Free* Notebook Computer
A friend had a laptop that died. He brought it to me, and I fixed it for him. (I don't remember exactly what the problem was, or what it took to fix it, but I do remember that I had to format the HD and reinstall Windows and drivers.) The fixed computer lasted for a while, until my friend began to encounter sudden shutdown problems. (The computer would spontaneously shut off.) He Googled the problem and found out that it was fairly common with the Dell Inspiron 5100, and there wasn't much to do about it. He moved on, got a new computer, and offered the old one to me (for parts, if nothing else).
I decided to take it, and see if I could get it working a bit. If so, maybe I'd make it into a digital picture frame (DPF) or something. If not, I could always strip it for parts.
When he actually gave it to me, he gave it, and only it, to me. No CDs, no power adapter, nothing. I was told the battery held about 2 hours worth of charge. I booted up the computer, and encountered the blue screen of death. I shut down, tried again, and the battery was already dead.
I looked around for a Dell PA-9 power adapter, but the closest I came was the opportunity to borrow a PA-6 (lower amperage) model. I researched the price on eBay and found it available for $18 shipped, but I didn't want to spend the money, especially if I couldn't get it working somewhat decently.
I began to research the overheating problem to find out what I was up against. Was it really as bad as he indicated? I found that a lot of discussion focused on resolving dust buildup in the fan/heat-sink area. Most suggestions involved blowing air into the space. While this process may force out some dust, to me it seemed it would just move most of it around. Before attempting that, I decided to open up the computer and take a look, if possible. Having recently replaced the keyboard on my Inspiron 6000, it was fairly easy to figure out how to do it on the 5100. After removing the bracket and keyboard (4 screws) I removed the shield (1 screw), exposing the fan. I removed it (3 screws) and a bracket holding the fan cable in place (1 screw). I looked inside, and didn't see much, other than a piece of felt padding. Well, it looked like felt padding. In reality it was a buildup of dust covering the entire opening of the heat-sink (roughly 2.5" x 0.5" and 1/8" thick!). I was able to remove it all as one piece, leaving behind a nice shiny and clean heat-sink.
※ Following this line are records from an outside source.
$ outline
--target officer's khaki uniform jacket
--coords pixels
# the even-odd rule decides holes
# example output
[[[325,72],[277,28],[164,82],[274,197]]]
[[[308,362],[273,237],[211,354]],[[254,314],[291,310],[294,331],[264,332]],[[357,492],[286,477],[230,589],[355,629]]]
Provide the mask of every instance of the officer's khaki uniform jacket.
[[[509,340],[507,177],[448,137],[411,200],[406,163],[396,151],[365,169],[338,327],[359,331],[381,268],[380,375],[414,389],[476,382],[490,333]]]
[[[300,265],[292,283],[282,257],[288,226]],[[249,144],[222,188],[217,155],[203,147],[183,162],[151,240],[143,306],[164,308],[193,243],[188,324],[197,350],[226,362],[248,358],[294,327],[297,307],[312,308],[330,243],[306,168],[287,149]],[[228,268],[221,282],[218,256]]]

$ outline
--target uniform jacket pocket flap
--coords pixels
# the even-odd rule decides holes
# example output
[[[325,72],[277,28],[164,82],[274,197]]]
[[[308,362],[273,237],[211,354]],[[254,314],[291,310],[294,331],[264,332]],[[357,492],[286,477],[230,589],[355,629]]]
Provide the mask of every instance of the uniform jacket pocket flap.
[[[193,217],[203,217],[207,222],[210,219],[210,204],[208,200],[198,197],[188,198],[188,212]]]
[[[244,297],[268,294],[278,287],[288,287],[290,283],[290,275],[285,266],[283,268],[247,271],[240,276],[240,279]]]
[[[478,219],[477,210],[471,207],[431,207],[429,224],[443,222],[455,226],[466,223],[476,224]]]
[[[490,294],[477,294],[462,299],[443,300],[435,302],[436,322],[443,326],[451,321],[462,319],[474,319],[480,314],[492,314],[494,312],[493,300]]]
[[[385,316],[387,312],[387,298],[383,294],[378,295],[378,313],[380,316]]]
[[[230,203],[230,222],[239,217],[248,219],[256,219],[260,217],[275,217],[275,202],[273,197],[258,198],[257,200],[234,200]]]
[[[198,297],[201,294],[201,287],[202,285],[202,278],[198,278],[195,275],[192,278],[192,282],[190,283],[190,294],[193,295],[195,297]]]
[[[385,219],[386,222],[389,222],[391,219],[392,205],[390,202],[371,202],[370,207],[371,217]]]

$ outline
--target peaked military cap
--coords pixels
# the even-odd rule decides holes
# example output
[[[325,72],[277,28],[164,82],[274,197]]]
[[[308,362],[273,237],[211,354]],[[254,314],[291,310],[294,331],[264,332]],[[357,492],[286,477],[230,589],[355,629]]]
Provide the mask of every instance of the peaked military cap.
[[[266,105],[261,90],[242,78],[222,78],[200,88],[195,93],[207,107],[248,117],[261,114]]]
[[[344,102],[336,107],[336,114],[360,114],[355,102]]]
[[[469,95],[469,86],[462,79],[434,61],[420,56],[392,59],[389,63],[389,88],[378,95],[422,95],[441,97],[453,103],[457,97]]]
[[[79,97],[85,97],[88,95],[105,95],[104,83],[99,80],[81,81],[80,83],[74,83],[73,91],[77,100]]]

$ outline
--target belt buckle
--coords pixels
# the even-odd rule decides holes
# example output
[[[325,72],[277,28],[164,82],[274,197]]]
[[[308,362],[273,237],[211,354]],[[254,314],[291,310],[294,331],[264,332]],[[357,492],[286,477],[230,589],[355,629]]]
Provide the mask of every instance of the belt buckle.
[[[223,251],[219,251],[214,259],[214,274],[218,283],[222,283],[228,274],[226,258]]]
My assumption is that it should now work well for a while (at least until a lot more dust builds up), but I can't test it yet as the battery is not charged. I decided it was now worth the $18 splurge, and placed my eBay order. I hope the adapter comes soon, so I can test out the computer. I also found a handy utility called I8kfanGUI, which allows one to monitor the CPU (and other Dell system component) temperatures and control fan speeds.
I'm now less inclined to use such a decent machine (P4 2.4GHz, 512 MB RAM, 30 GB HD, CD-RW/DVD-ROM, 32 MB ATI video, 15" LCD, etc.) for something as simple as a DPF.